Taccuino americano 10, un’altra pagina di riflessioni che non interessa a nessuno. Devo essere onesto: pur non avendo nessuna fiducia nell’euro ho sperato, vivendo negli USA, che non crollasse. Nel caso i pagamenti mi fossero stati ostacolati sarebbe stato un guaio! Passando sul piano più generale, il quadro complessivo del continente europeo e dell’Italia appare critico. Questo lo sanno tutti, ogni giornalista monotonamente si ripete.

Che tristezza notare che ho spiegato la fine dell’euro già nel 2000 ma gli editori non hanno mai voluto pubblicarmi! Com’è monotono dire “lo si sapeva, ma nessuno ha voluto pensarci”. E ora il problema esplode in tutto il suo dramma. Non resta che leggere il Taccuino americano 10 (puntata numero 10) per ritrovare quello che tutti sappiamo ma nessuno ha pubblicato.

Foto: Pendleton in Oregon, è un famoso centro industriale e turistico. Il riferimento è alle coperte Pendleton e al rodeo. Il Taccuino americano si arricchisce anche di questo girovagare.

 

È chiaro che per superare la crisi iniziata nel 2008 ci sono delle strategie. Il premio Nobel Paul Krugman ha scritto un breve libro, pubblicato in aprile.

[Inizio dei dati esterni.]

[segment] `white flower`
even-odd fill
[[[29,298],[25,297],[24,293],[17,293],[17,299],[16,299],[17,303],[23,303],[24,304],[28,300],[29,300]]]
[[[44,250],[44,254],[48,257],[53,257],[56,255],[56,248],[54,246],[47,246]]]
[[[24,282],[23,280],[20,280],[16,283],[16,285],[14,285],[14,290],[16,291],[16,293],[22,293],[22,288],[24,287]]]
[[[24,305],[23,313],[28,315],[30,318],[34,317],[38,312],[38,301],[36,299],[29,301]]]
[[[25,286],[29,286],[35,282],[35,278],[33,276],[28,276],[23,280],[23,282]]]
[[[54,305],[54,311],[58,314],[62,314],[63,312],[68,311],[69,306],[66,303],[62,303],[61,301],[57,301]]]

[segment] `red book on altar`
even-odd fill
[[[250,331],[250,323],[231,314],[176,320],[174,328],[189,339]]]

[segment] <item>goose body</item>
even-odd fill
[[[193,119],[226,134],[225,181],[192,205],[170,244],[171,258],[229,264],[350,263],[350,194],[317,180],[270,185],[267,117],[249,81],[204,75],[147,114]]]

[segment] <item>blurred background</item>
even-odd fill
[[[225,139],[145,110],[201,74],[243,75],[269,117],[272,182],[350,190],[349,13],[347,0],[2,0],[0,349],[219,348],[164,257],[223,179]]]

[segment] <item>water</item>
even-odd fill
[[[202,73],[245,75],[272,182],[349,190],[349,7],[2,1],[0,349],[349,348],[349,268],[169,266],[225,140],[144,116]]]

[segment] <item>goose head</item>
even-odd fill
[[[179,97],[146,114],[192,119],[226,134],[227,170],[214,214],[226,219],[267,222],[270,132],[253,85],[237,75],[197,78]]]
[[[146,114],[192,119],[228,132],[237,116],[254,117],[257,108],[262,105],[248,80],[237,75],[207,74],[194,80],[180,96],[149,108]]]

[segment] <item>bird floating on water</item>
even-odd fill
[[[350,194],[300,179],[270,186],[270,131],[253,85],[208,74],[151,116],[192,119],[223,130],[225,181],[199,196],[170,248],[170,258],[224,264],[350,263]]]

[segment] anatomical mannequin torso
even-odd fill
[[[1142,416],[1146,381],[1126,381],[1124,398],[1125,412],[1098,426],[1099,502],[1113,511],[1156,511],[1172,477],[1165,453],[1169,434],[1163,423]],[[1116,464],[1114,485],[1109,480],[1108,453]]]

L’impostazione sembra errata, perché non considera la piaga della delocalizzazione nel manifatturiero.
Comunque sia, appare sempre di più come il singolo operatore non possa interagire sul mercato se non in un meccanismo di rete. Mi spiego. Informare il Governo che la delocalizzazione è un boomerang che sottrae posti di lavoro, richiede la presenza e la forza d’impatto di un’associazione. Il singolo studioso o ricercatore non viene ascoltato.

Il ruolo di un taccuino americano è tutto qui. Prendere nota di qualcosa che nessuno vuole leggere. Serve anche per dare valore al viaggio evitando d’essere un pacco postale.

Tornando la tema di fondo, purtroppo non tutti sono in accordo sulla pericolosità per il benessere della delocalizzazione. Chi ha veramente guadagnato dalla delocalizzazione, sono gli industriali che non si sono preoccupati del male arrecato alle giovani generazioni del paese.
Ne consegue che stanno chiudendo le piccole imprese.

Chiude chi dipende dal mercato interno appesantito da povertà e disoccupazione.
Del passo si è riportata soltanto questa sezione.